In such an economy, covert actions of any type are very ineffective, because you cannot hide things very well, when anyone can report something. Basically, the only way you can keep things secret, for any length of time, is to not put them online or in digital form (but this is changing rapidly as well). So effectively, not only do we have no privacy, but neither do the classified elements of our national infrastructure.

Therefore there is no net gain, in further conducting electronic surveillance or doing any covert actions. We can and should learn about the rest of the world and repurpose our clandestine forces to do similar work as we think of the State Department doing. We, as a nation, in one of our government agencies, need to learn other world languages and read local news in the native language. Open source revolutionized the software industry and it could do so as well in the classified agencies. In this case, the information source is open rather than the software or the end analysis.

So we need not worry about compromising national security, in ceasing to antagonize other nations and proliferate classified tools, by being as China calls us - a nation of hackers.

What we can do

So obviously people in the position to change this have already chosen to ignore this idea and continue on full speed in a reckless manner. I have a hard time believing they hadn’t thought of the same idea well before I am writing about it today. But for individuals, what can we do? Do fight this and don’t just give up, because the information will be used against you and the wealthy don’t care yet.

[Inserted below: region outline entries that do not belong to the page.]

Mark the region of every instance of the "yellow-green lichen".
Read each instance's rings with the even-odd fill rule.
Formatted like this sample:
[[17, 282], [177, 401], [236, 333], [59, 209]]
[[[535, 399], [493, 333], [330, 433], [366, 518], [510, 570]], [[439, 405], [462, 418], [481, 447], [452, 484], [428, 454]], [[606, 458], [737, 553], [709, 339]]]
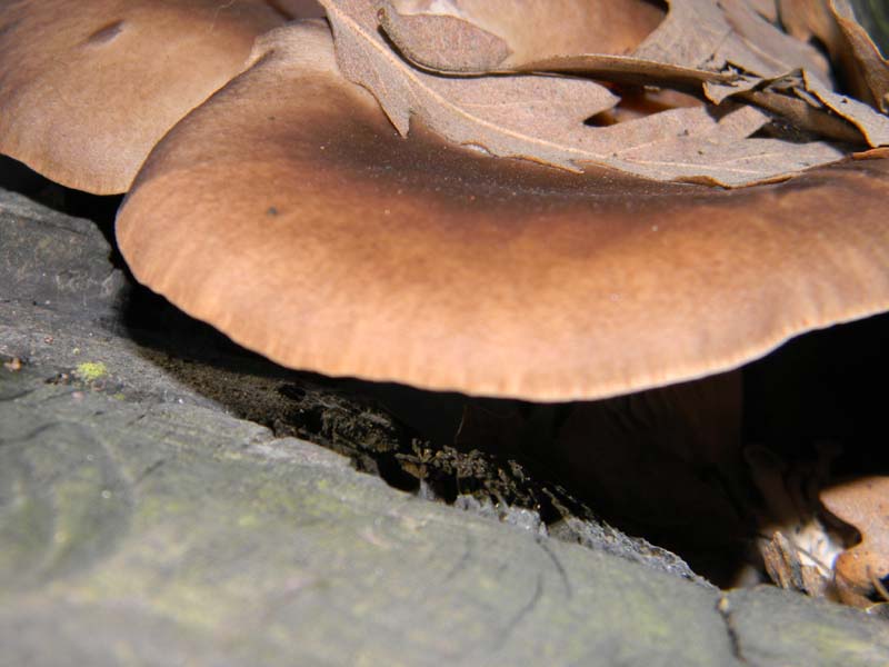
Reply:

Rely as little as possible on technology and specifically on where things get more automated and easier for us but more complicated for the computer. These types of technology are notoriously completely reliant on outside infrastructure and expertise to work perfectly every time or else you lose something important.

Keep the complexity down and learn everything you can about things, especially the history of computing. Understand basic things like the number of errors in code is always more for products with more users, but that is because more of them have been reported. Use as simple a method as you can for important things like security tools and backups (in terms of complicated for the computer to do, not you).

Be aware of what is going on in the computing world and have some security common sense. Realize that the news only reports on divisive things and most hackers are seeking things that make people look bad. There is nowhere to hide anything and doing so will make you look more like an attractive target. Once something becomes common enough it is no longer reported on, even though it is likely still very important to be aware of.

Understand basic things about business trends, like that businesses are optimized for what is cheapest in the short time and no other considerations are made. Once someone has sold you something, they have no interest in you. Be wary of things that are too cheap or too easy.

There is always a cost to everything. Businesses don’t like working with you anymore than you like working with them. People are annoying and hard to work with and this won’t change in a positive way anytime soon.

Don’t trust encryption, because we are all dependent on prime numbers being random for almost all encryption. If and when this is found to have a pattern, we get significantly more processing power, or your hardware and software age, nothing can be effectively protected that way. This is also true even when smart people make great security products with few errors and a good design and keep it up to date.

The big takeaway from this is to learn about our world today and our world today is run on machines. We need to learn as much as possible about important computer developments and keep up to date on them as the situation evolves rapidly. But also read about computer history, because you will need to understand basic concepts and, as we all know, history repeats itself.

Today your valuables may be safer in your own house than being accessible digitally. This is something to consider to understand the gravity of digital security. What makes something easy for you makes it easier for the hacker as well. Most developing security technologies help the attacker as much as the defender.